The February payroll estimate for the Establishment Survey was 242,000 with upward revisions to December and January, so we are told the labor market is surging once more. Last month when the Establishment Survey suggested “only” 151,000 (before revisions) it was taken as disappointing even though there is statistically no difference between 151k and 242k (a 90% confidence interval leaves out a lot of, well, confidence in the exact number). The saving grace last month despite the “weak” headline number was the purported surge in wages, which was immediately seized upon as the long awaited signal for “oveheating.” In February, though, where job gains have been taken as inordinately better, wages collapsed.

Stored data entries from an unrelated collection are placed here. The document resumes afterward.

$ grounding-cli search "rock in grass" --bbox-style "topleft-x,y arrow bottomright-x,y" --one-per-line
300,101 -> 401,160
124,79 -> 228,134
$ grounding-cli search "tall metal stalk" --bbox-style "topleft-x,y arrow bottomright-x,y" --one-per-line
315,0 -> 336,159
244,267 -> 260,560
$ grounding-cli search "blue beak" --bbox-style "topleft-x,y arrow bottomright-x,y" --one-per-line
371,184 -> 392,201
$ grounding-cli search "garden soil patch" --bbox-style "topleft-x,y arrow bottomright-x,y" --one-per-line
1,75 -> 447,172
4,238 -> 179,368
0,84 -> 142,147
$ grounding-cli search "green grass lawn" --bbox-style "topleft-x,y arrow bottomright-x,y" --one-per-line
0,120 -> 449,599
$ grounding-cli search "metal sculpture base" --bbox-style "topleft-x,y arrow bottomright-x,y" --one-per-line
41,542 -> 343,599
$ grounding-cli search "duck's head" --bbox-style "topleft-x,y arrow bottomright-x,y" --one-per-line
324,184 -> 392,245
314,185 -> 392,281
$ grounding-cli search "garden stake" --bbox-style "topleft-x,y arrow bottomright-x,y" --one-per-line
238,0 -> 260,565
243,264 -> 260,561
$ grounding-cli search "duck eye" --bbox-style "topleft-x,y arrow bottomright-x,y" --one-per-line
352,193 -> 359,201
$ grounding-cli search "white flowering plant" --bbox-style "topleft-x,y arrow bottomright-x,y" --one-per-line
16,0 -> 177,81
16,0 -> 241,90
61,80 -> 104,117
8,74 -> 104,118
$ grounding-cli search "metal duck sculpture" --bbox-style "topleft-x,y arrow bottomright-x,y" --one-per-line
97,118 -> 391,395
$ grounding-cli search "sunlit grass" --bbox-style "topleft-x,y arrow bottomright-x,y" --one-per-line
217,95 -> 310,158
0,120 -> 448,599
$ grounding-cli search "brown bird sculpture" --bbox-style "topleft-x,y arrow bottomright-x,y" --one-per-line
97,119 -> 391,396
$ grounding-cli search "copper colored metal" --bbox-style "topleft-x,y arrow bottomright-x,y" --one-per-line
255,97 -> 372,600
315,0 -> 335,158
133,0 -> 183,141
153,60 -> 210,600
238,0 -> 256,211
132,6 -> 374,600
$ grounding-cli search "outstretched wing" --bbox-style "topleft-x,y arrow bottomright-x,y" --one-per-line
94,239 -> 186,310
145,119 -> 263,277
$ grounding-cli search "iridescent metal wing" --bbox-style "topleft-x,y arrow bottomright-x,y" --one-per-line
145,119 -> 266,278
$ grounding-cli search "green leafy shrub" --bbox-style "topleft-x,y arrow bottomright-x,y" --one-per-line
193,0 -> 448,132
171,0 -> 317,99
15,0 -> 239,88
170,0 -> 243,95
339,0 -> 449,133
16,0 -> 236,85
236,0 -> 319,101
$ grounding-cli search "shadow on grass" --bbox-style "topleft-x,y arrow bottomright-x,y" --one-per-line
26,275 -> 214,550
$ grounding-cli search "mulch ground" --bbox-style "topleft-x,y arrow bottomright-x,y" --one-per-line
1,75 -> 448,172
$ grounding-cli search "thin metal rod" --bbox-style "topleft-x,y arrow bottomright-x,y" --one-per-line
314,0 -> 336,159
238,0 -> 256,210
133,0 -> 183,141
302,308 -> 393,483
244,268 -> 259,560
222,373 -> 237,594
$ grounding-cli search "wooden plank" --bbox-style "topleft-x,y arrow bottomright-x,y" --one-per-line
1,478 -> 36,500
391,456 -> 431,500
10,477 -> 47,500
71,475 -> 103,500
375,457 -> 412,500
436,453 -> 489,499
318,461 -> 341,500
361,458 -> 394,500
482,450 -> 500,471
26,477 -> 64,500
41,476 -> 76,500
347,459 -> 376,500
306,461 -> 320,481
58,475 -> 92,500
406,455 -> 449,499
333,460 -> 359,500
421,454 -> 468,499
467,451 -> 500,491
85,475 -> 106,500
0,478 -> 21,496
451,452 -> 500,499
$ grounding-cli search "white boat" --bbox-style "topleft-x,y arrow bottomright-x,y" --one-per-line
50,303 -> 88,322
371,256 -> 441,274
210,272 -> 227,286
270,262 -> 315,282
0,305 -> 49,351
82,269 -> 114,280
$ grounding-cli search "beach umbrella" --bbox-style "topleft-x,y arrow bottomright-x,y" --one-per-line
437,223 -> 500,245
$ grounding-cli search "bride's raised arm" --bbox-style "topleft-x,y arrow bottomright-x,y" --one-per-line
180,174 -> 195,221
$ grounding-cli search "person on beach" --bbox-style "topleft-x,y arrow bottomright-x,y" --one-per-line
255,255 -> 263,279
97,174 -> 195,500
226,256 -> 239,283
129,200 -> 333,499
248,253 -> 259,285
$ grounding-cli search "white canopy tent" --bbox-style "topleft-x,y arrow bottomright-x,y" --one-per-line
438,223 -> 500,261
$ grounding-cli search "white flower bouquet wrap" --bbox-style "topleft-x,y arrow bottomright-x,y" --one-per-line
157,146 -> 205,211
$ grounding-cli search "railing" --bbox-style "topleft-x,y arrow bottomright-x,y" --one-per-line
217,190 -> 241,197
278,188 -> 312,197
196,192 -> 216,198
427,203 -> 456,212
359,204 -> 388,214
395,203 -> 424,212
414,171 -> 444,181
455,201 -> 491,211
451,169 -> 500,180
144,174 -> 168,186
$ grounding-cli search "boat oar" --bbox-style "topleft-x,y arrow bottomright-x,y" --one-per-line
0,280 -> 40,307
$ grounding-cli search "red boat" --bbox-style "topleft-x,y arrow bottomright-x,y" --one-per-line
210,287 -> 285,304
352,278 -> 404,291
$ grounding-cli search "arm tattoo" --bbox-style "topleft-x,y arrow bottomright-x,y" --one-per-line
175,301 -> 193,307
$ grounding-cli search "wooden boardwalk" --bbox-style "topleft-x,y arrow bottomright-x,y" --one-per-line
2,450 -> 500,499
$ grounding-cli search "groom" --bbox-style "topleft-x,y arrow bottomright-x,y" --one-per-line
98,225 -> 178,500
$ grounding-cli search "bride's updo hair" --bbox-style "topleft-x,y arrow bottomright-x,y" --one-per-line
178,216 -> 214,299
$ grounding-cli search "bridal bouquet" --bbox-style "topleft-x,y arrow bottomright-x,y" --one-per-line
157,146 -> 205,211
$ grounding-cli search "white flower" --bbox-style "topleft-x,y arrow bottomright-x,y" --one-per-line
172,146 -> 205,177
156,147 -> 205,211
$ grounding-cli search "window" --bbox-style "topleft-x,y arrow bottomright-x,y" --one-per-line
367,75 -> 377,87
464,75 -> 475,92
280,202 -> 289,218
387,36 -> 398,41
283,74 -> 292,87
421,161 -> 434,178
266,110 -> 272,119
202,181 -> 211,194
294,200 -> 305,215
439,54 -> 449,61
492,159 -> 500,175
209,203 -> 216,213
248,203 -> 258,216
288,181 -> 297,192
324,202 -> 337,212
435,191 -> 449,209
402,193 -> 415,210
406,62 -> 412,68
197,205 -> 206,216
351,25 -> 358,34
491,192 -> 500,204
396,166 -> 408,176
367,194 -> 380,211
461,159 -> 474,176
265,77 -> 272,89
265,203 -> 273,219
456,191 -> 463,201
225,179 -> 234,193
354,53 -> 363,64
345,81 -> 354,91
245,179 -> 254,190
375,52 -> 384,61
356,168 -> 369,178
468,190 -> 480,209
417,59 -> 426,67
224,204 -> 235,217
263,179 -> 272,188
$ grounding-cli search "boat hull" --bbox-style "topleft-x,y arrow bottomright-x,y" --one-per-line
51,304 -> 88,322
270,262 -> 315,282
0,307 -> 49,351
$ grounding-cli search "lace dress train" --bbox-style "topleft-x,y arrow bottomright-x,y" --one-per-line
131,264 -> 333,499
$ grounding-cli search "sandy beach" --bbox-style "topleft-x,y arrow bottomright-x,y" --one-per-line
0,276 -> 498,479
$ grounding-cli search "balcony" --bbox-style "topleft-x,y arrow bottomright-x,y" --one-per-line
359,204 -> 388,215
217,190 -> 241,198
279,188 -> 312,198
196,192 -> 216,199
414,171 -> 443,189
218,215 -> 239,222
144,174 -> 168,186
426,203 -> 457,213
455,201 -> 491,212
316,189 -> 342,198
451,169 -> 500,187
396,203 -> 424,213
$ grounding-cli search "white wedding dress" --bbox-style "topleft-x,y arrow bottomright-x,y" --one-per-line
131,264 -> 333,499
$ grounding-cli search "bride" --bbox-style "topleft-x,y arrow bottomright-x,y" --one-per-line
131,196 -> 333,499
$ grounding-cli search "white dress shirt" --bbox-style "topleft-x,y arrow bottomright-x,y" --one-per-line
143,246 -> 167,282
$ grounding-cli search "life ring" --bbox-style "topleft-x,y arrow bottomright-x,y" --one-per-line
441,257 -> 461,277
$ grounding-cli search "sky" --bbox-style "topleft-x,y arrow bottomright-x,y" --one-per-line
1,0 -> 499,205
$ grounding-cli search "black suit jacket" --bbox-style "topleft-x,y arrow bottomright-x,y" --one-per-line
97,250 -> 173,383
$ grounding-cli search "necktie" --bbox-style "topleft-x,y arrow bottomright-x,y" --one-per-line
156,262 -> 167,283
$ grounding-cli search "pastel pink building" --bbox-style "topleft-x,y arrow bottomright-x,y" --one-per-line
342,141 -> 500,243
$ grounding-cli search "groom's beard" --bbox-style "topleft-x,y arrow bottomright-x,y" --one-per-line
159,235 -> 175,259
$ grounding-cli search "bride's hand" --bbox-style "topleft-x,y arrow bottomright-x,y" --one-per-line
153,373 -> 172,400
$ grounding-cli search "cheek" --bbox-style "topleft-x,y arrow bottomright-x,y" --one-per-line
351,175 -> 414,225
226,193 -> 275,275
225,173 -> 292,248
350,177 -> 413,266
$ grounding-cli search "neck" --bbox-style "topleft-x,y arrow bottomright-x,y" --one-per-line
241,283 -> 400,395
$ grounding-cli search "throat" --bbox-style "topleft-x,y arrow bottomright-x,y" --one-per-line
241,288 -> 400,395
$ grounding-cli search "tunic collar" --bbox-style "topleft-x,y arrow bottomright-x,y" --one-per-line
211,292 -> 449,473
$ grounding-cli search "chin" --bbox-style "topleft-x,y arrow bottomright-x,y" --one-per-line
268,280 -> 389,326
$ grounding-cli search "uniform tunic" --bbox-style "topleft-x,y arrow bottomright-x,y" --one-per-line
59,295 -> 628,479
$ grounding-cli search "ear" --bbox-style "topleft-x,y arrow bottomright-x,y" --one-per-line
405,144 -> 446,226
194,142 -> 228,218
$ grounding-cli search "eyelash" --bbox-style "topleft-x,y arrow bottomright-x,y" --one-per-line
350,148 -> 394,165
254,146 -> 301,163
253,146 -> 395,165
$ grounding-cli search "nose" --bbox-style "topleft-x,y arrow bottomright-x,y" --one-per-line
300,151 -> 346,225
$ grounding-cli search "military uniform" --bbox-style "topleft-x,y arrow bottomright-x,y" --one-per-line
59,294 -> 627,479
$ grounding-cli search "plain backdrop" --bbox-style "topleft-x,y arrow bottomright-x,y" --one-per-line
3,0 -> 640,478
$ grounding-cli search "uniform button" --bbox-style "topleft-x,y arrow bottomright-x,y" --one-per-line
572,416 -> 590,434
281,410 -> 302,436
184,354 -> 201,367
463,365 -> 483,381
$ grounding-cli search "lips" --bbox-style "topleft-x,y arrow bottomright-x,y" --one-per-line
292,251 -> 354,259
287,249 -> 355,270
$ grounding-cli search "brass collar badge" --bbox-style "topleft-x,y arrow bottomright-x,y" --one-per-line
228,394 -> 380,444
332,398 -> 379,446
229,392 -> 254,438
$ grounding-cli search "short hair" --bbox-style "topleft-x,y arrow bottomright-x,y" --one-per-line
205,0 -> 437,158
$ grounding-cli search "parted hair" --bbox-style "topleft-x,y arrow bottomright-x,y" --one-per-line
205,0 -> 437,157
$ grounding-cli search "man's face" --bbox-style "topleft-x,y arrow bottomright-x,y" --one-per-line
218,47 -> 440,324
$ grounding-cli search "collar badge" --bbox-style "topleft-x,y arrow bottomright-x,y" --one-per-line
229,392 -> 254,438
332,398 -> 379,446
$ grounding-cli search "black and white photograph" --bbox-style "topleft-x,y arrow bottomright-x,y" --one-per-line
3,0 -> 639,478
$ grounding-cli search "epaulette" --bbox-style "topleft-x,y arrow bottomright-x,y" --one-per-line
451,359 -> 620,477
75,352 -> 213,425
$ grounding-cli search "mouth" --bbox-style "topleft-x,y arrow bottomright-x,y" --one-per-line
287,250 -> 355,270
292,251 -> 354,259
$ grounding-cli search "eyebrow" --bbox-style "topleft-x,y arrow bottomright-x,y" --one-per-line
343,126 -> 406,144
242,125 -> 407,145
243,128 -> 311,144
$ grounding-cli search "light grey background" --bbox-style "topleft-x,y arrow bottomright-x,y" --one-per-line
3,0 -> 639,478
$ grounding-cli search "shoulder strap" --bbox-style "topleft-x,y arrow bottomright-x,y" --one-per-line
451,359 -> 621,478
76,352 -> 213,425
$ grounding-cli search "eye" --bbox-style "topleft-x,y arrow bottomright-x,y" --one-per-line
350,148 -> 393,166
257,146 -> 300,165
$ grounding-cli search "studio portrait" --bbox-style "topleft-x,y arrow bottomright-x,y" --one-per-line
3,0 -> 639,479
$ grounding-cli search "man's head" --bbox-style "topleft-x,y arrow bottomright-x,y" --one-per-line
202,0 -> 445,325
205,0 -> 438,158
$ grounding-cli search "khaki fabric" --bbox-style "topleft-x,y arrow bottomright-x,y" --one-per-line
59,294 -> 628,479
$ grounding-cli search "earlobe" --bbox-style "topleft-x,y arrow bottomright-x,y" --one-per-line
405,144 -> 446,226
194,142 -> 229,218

Statistics.

In fact, average weekly earnings (combining wages and hours) fell by the most in the relatively short record of that series dating back to 2006. That suggests, strongly, the wages gains from January weren’t and the wages disappearing in February still more confirmation of the dangers of statistical over-interpretation. There are seasonal artifacts (and bias defects, really) that are on full display in these numbers, but that only makes it into the mainstream on the one side.

Last month for the January payroll report, one Reuters reporter wrote:

U.S. employment gains slowed more than expected in January as the boost to hiring from unseasonably mild weather faded, but rising wages and an unemployment rate at an eight-year low suggested the labor market recovery remains firm.

The same reporter this morning suddenly notes “calendar quirks” in the wage data even though the same calendar quirks were present in January’s estimates on the way up:

The only blemish in the report was a three cent drop in average hourly earnings, but that was mostly because of a calendar quirk.

That $0.03 drop in wages translated weekly earnings from January’s $878.15 to just $872.04 in February, again the biggest reduction on record (and even worse as if wages were really growing the relative change is not compared to last month but what February growth “should” have been). In short, “calendar quirks” were seasonal adjustments that in January boosted the wage rate though that wasn’t part of the story, but statistics being what they are only means that those adjustments have to be “given back” the next month unless there is actual growth; making them the story on the back half when it is that latter summation that truly counts. The seasonal adjustments for January across a large range of economic accounts were similarly robust (retail sales most conspicuously), meaning that the behavior of wage estimates here are a likely preview of what those February seasonals will be.